Just Play and the Lessons Learned

Over the past eight years, I’ve been involved coaching and taking my son to minor sports, mainly soccer.  I’ve watched him play for club teams and various school teams over the years.  I’ve written about some of my thoughts on what I’ve seen in minor sports in this blog and in other newsletters at KCS over the years:  treatment of referees by spectators as well as the behaviour of some coaches are topics that I’ve observed and commented on. Upon reflection, I realized that I’ve never written about the players.  And this brings me to a story of watching my son play basketball with five guys he never knew before he stepped on the floor with them on Easter weekend.

My thirteen year old son, Brandon, and I went to work out at the fitness facility our family joined.  We started off together doing various exercises and then he went off to shoot baskets in the gym.  Earlier this year he decided that he was going to play on the school basketball team for the first time.  The playoffs were starting the next week so he wanted to go and practice dribbling and shooting for a while.  After an hour or so I finished what I was doing, and with the help of an oxygen tank, made my way up to the gym.  When I arrived, I noticed Brandon was involved in a 3-on-3 game with some other boys, who ranged in age from 12-15.  I sat and watched for twenty minutes.

To me, this was sports at its essence:  a group of children getting together to play a game.  It reminded me of my childhood when a bunch of us would congregate after school or on the weekend to play road hockey, soccer, football or baseball.  We’d set a time to meet and then we “figured it out” from there.  So many times, other kids we didn’t know would wander by and get invited to play in whatever game we were playing.  Brandon and these five other boys ended up together on the court not knowing each other when they arrived.  They picked teams, changed them when necessary, and called their own fouls.  They congratulated each other on great plays and shots; they competed, disagreed, laughed and poked fun at each other for over an hour.  Amazingly this was all done without listening to the input of others on the sidelines.  They just played.

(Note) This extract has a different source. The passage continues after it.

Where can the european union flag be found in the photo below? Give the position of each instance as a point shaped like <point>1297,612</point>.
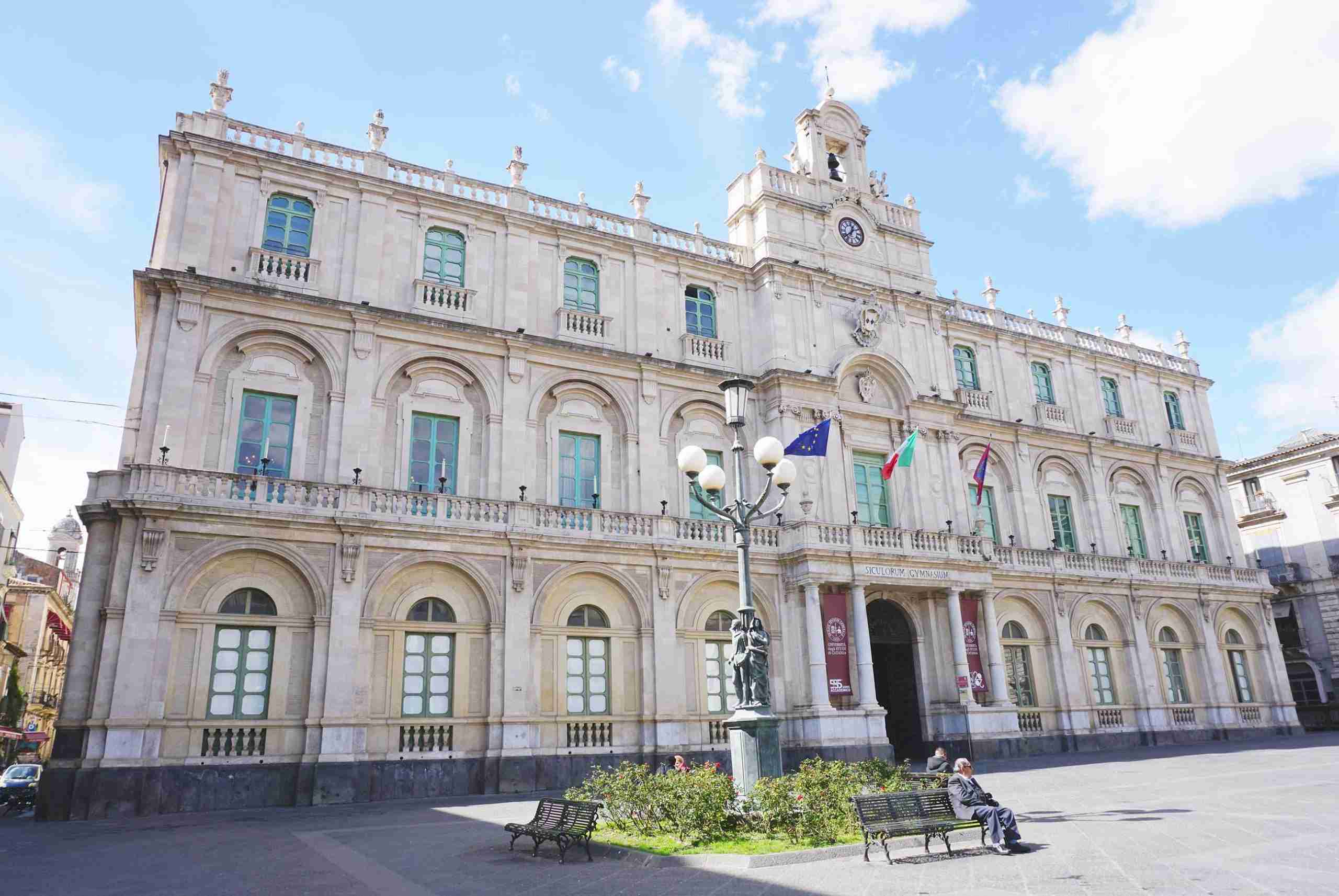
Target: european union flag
<point>812,443</point>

I think for my son, he likely took away other memories than I did from that Saturday; as a thirteen year old, he’s likely forgotten about the game in the same way he forgets about the things I ask him to do around the house!  But for me that game allowed me to witness something about Brandon’s personality: it showed me that he has the willingness to get together with others he doesn’t know for a brief moment in time, and because they shared a common interest, have a good time.  It also  reminded me what my role is as a parent of an athlete: to get Brandon to his games and training on time, let his coach do the coaching, and let Brandon tell me about the training or the game afterwards.  The rest is really up to him.

Derek Logan
Head of School

7/8 Boys Floor Hockey Team Triggers Memories

Last Wednesday, I went to our boys floor hockey tournament in Oakville with Mr. Marshall.  As I expected, the boys were competitive, terrific sportsmen, and represented KCS in the way I’ve come to expect over the past thirteen years.

The boys were playing our arch rival, Mentor College, in the semi-finals.  Mentor had squeaked out a 5-4 victory in the round robin portion of the tournament against us, and following the game I heard a number of their players say in front of our boys that they were expecting to play Fern Hill in the finals.  Our boys had other plans for the first 21 minutes of the game.  We were up 6-2 with six minutes remaining…but we lost 7-6.  I was disappointed for the boys, but fifteen minutes later, they had “recovered” from the defeat and they were back to being their usual selves on the bus ride back to KCS.

As we were driving home, and I was thinking that this is what Ron Wilson and Randy Carlyle must have felt like this year, I remembered a particularly memorable defeat that my Dad reminded me of just a couple of years ago when he said to my son, Brandon, “You should ask your Dad about the time his team lost to Ottawa in hockey.”  I remember him saying this and thinking to myself, I’ve forgotten about this loss for the past 30 or so years, and yet you’ve kept this in your memory bank for that long.  One of the messages of this exchange is that the things we do as kids can often stay with our parents longer than it might stay with the child who actually does them.  Anyways, when I was either 14 or 15 we were playing ice hockey against Ottawa.  We were winning 4-0 with two minutes to go in the game.  When ended up losing 5-4 in the first minute of overtime.  My Dad had remembered this event and triggered my memory about it two years ago when he was speaking with my son.  The KCS boys on Thursday brought it back.  I have a message for the boys:  You’ll forget about this in time.  Your parents might not.